'CRITICAL_PROCESS_DIED' Windows Error

The 'CRITICAL_PROCESS_DIED' error is a Blue Screen of Death (BSoD) crash that some Windows users might have had the unfortunate of running into. BSoD errors designate a serious issue that has stopped the system's OS from continuing to function. As a result, the entire computer system must be restarted leading to potential loss of information if any of the currently opened documents haven't been saved in a while. 

The 'CRITICAL_PROCESS_DIED' error specifically indicates that a process vital for the OS to continue functioning has been suddenly terminated or failed to start. Pinpointing the exact process that caused the error could be extremely time-consuming but users still have some options to deal with this error. Explore the suggested solutions outlined below and try to see if any helps to fix this pesky error. 

Perform an SFC scan

SFC (System File Checker) is a rather useful utility that comes packaged with the Windows OS. It allows users to scan their computer systems for potentially corrupted Windows system files and then try to repair them. SFC can also replace any essential files that could be missing. To start the process, users need to open an elevated Command Prompt window.

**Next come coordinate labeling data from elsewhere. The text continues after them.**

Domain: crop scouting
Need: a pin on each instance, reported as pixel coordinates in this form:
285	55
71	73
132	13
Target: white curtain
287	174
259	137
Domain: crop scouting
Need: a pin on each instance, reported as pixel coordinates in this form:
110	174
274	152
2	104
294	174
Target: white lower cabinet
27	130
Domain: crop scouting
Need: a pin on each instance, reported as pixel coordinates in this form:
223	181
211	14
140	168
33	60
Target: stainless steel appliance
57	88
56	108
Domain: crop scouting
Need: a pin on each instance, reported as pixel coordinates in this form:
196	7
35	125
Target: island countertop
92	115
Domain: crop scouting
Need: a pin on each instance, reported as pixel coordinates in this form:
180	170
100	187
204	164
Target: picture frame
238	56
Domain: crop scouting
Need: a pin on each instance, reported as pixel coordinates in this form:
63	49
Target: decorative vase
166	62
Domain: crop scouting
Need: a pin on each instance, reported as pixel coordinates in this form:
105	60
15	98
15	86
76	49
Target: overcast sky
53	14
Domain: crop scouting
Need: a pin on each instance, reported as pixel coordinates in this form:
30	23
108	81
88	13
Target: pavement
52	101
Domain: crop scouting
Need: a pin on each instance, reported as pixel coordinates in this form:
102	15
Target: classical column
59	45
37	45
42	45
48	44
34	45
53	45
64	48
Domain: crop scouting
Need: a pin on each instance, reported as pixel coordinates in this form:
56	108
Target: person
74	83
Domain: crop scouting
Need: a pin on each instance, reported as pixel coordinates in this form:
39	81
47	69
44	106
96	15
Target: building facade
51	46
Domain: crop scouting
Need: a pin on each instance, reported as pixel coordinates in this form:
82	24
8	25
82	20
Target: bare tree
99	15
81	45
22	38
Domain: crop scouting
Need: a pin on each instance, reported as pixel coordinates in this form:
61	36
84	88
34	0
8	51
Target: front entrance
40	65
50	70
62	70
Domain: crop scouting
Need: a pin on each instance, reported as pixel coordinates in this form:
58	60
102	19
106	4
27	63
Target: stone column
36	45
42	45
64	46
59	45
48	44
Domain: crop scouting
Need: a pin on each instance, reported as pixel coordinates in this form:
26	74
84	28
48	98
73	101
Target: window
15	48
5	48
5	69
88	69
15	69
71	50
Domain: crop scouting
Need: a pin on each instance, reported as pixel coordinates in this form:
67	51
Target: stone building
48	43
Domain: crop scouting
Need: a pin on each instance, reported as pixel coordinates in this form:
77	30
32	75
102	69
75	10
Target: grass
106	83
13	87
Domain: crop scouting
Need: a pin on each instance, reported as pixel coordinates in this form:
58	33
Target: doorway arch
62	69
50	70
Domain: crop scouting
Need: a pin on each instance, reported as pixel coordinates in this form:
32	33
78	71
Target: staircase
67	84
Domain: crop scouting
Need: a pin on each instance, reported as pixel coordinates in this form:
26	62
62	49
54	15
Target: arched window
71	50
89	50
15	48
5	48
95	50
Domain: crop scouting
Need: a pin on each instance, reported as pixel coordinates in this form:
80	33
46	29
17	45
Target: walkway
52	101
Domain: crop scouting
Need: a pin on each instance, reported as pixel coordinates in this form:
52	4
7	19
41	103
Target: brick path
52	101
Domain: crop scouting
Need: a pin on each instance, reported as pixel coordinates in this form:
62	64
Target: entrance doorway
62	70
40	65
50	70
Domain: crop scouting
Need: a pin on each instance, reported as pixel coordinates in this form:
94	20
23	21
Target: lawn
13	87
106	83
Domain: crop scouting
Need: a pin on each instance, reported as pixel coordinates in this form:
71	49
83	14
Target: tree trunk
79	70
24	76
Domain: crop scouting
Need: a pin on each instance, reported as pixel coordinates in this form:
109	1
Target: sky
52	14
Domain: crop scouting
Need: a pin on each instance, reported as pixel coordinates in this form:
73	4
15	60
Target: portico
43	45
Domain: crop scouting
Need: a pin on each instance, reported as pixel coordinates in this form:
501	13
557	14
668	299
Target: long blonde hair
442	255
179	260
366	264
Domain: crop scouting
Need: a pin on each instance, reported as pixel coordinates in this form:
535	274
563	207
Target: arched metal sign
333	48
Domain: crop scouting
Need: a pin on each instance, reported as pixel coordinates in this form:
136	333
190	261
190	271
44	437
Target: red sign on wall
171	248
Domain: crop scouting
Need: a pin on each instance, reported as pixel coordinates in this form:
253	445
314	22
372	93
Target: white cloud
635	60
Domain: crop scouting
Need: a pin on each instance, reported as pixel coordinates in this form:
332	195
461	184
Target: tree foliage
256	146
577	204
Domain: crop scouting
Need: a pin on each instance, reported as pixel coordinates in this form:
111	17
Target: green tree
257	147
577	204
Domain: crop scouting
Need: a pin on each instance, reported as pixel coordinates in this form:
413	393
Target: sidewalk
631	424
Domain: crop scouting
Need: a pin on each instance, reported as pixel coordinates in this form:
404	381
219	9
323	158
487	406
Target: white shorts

  1. Type command prompt in the search field on the taskbar. Right-click the top result and choose the 'Run as administrator' option. 
  2. In the Command Prompt window, type sfc /scannow and press Enter on your keyboard. 
  3. SFC should initiate a scan that could take a while to complete. 
  4. If SFC detected any problems and managed to fix them, it will display the following message - 'Windows Resource Protection found corrupt files and successfully repaired them.'
  5. Restart your computer.

Run DISM scan

If SFC failed to solve the issue, users could try another type of scan called DISM (Deployment Image Servicing and Management). This particular utility is designed to deal will problems related to Window images such as the Windows Recovery Environment, Windows PE, Windows Setup, and more. DISM also requires an elevated Command Prompt in order to be executed. 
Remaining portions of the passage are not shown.